The highest levels in Moscow
Other Russia scholars point out that Putin has particular domestic considerations that could have repercussions for the Trump White House. Matthew Rojansky, director of the Kennan Institute at the Wilson Center, said the decision to cancel the diplomatic talks was very likely made at the highest levels in Moscow.
“If there’s one thing Putin can’t afford right now it’s to look weak or vulnerable in the run up to his own re-election in March 2018,” Rojansky said. Early on, Trump’s rhetoric about improving relations with Russia and his flattering words about Putin may have led Moscow to envision a improved relationship driven by “a clear quid pro quo,” Rojansky said.
“We would promise to return their diplomatic property; they would treat our diplomats properly,” Rojansky offered as an example. “Not beat them up, not leave poop in their apartments. … Then we could get to more substantive discussions about who is our enemy in Syria.”
According to an exclusive Buzzfeed report, Tillerson has proposed a policy that would amount to a continuation of the Obama administration approach — cooperating with Russia where possible on shared strategic goals, pushing back where needed and trying to maintain overall stability.
That more-of-the-same approach wouldn’t appeal to Putin, who would be wary of looking weak by cooperating with the US, Rojansky said. Russia’s narrative blames the US and Europe for its economic woes.
“I think what Putin is signaling is that if you are simultaneously adding to sanctions while expecting to do quid pro quo diplomacy with us, that’s too big of a risk” for him politically, Rojansky said. “So instead of quid pro quo it will be tit for tat.”
Russian diplomats have stressed recently that Moscow will take measures to retaliate for the seized diplomatic compounds if they aren’t returned soon.
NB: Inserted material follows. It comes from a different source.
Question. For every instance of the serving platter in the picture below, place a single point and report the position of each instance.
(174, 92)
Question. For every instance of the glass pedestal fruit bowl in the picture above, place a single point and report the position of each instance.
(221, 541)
And on Wednesday, Ryabkov promised retaliation for the renewed sanctions.
“There will be a response”
“There will be a response to the new American attack,” he said. “including practical retaliatory measures on our part.”
All of this is unfolding as Russia continues to shadow the President at home. The White House is operating amid investigations into alleged collusion between members of the Trump campaign and Moscow and the possibility Trump tried to obstruct those inquiries.
That has likely slowed any shift in US policy toward Moscow, as has another basic factor: The administration has yet to fully staff Russia-related positions at the White House and State Department or clearly articulate how it will approach the Kremlin.
“This administration still has no clear policy on Russia,” Farkas said. “Until they lay out what it is, everyone’s going to be nervous and testing them and try to pull a policy out of them. We need a clear policy in order to reduce the likelihood for miscalculation.”